As such, art galleries contact companies such as CVS Equipment for specialty louvres and sunscreens. There are certain facts about sunlight and paintings that they have to heed, especially if they look to preserve the valuable works for long enough.
Things To Know
When it comes to hanging artwork in the sunlight, it depends on the piece. There are ones which can withstand constant sunlight, as well as those which can’t. A conventional oil painting can take sunlight exposure quite well. That is, as long as there isn’t any exposed canvas. Canvas sheets are at the mercy of sunlight. The layer of oil paint acts as some insulator. This is the same for acrylic works.
But if the piece is a watercolour work, it should never be hung in direct sunlight, or it’ll risk fading. The same thing goes for paper works and photograph prints unless there is a layer of UV-protective glass. UV rays are most damaging to works that have fugitive dyes and colouring agents in the paint. Furthermore, this doesn’t only apply to hanging works in sunlight but also keeping them in storage.

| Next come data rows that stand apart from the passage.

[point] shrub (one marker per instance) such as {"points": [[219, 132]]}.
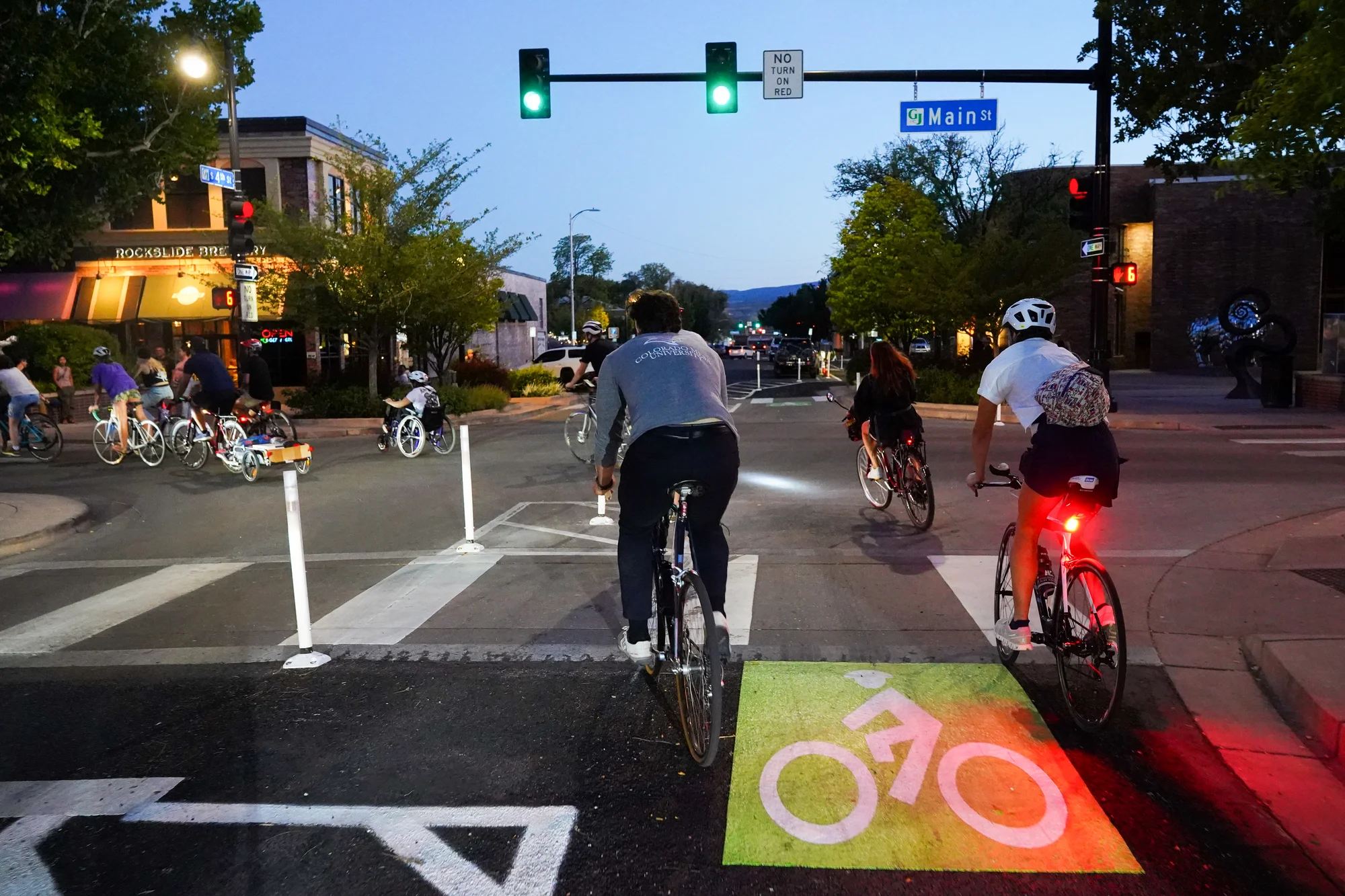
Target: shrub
{"points": [[482, 372], [41, 345], [533, 376], [543, 389], [336, 401], [948, 386]]}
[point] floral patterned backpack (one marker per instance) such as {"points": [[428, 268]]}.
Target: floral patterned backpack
{"points": [[1074, 396]]}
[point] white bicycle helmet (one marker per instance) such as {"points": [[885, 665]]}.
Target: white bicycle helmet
{"points": [[1031, 313]]}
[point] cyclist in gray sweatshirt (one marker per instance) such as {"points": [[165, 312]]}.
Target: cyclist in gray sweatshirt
{"points": [[673, 386]]}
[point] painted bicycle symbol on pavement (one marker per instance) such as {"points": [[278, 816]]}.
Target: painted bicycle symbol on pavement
{"points": [[922, 729]]}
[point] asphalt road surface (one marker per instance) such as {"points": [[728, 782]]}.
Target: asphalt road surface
{"points": [[475, 733]]}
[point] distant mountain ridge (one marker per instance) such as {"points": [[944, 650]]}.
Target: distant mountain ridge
{"points": [[744, 304]]}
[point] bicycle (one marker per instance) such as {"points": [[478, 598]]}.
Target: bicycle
{"points": [[40, 435], [685, 633], [145, 439], [582, 434], [1083, 626], [905, 471], [411, 431]]}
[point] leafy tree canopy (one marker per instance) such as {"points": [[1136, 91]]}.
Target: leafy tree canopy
{"points": [[96, 115]]}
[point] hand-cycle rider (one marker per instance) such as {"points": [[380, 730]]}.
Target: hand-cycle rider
{"points": [[1030, 372], [595, 353], [673, 386]]}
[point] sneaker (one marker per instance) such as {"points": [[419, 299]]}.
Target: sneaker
{"points": [[640, 651], [1013, 638]]}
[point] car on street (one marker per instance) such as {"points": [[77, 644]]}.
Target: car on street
{"points": [[563, 361], [794, 357]]}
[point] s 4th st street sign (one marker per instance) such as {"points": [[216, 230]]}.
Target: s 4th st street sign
{"points": [[782, 75]]}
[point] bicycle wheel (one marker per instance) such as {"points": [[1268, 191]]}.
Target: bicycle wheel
{"points": [[1090, 646], [106, 442], [411, 436], [45, 438], [1003, 599], [700, 682], [446, 440], [580, 428], [231, 438], [154, 448], [917, 490], [280, 424], [875, 490]]}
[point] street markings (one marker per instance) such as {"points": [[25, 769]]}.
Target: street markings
{"points": [[100, 612], [400, 604], [408, 831], [817, 782]]}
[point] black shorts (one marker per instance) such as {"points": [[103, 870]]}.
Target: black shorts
{"points": [[217, 403], [1059, 454]]}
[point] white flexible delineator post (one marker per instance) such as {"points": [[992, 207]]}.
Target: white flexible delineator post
{"points": [[602, 520], [469, 545], [307, 657]]}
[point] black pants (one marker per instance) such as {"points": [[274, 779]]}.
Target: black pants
{"points": [[658, 460]]}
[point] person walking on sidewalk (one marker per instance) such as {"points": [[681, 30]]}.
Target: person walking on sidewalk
{"points": [[673, 386], [65, 380]]}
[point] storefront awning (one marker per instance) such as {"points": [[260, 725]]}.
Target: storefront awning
{"points": [[37, 296]]}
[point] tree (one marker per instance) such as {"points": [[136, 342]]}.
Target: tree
{"points": [[404, 260], [590, 257], [896, 271], [1184, 68], [801, 311], [95, 115], [1293, 132], [703, 307]]}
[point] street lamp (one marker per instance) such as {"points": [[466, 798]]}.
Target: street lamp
{"points": [[572, 270]]}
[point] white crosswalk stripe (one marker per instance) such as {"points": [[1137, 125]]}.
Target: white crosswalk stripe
{"points": [[87, 618]]}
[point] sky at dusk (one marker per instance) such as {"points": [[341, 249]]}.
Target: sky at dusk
{"points": [[734, 201]]}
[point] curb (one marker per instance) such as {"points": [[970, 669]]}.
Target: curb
{"points": [[29, 540], [1320, 725]]}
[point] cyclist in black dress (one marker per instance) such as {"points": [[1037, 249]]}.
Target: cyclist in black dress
{"points": [[884, 404]]}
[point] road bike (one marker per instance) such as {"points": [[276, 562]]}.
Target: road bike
{"points": [[145, 439], [40, 435], [905, 471], [582, 434], [411, 432], [1081, 623], [687, 638]]}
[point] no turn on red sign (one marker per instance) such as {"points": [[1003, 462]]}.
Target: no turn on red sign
{"points": [[917, 767]]}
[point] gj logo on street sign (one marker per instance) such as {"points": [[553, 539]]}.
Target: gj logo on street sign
{"points": [[217, 177], [950, 115], [782, 75]]}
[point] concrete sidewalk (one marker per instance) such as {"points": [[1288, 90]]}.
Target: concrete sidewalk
{"points": [[28, 521], [1253, 635]]}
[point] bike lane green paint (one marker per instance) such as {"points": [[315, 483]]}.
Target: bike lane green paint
{"points": [[909, 766]]}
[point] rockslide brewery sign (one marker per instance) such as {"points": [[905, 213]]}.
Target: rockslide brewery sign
{"points": [[178, 252]]}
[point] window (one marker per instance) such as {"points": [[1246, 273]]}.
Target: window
{"points": [[337, 197], [255, 185], [142, 217], [189, 202]]}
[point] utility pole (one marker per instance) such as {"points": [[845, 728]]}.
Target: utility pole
{"points": [[1101, 348], [574, 335]]}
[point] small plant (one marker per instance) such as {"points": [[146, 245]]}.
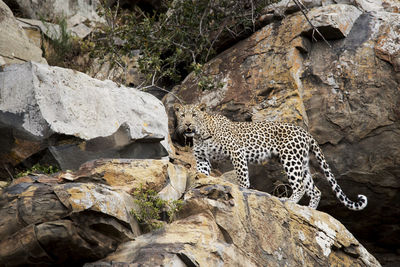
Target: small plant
{"points": [[204, 81], [175, 38], [62, 45], [151, 207], [39, 169]]}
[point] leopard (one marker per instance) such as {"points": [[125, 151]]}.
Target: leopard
{"points": [[215, 138]]}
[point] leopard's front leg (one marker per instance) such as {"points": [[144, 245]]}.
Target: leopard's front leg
{"points": [[202, 161], [239, 163]]}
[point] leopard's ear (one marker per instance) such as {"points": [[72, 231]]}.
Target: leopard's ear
{"points": [[202, 107], [177, 107]]}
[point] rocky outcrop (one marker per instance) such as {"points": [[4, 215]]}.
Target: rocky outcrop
{"points": [[79, 217], [128, 175], [223, 225], [69, 118], [44, 222], [72, 218], [346, 95], [15, 46]]}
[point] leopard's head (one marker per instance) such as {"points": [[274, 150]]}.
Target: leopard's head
{"points": [[190, 119]]}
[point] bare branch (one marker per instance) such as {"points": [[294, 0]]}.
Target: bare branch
{"points": [[302, 8]]}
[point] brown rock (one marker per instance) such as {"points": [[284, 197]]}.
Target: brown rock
{"points": [[346, 96], [223, 225], [70, 223]]}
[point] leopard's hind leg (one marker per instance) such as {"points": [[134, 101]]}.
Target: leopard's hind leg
{"points": [[294, 171], [311, 190]]}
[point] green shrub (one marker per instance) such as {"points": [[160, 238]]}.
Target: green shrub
{"points": [[173, 42], [39, 169], [62, 47], [150, 207]]}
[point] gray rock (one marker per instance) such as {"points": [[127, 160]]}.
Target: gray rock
{"points": [[15, 46], [72, 118]]}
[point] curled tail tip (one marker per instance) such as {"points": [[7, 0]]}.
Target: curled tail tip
{"points": [[362, 202]]}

Many art preservation experts recommend either diffused artificial or natural light. This is to ensure maximum longevity of paintings, specifically oil-based ones. These paintings must be kept away from constant, year-long exposure or the painting’s brilliance, colour balance, and hue will change. The worst case scenario is that the paint flakes off. If a gallery has no choice but to display works in sunlight, extra precautions must be taken into consideration.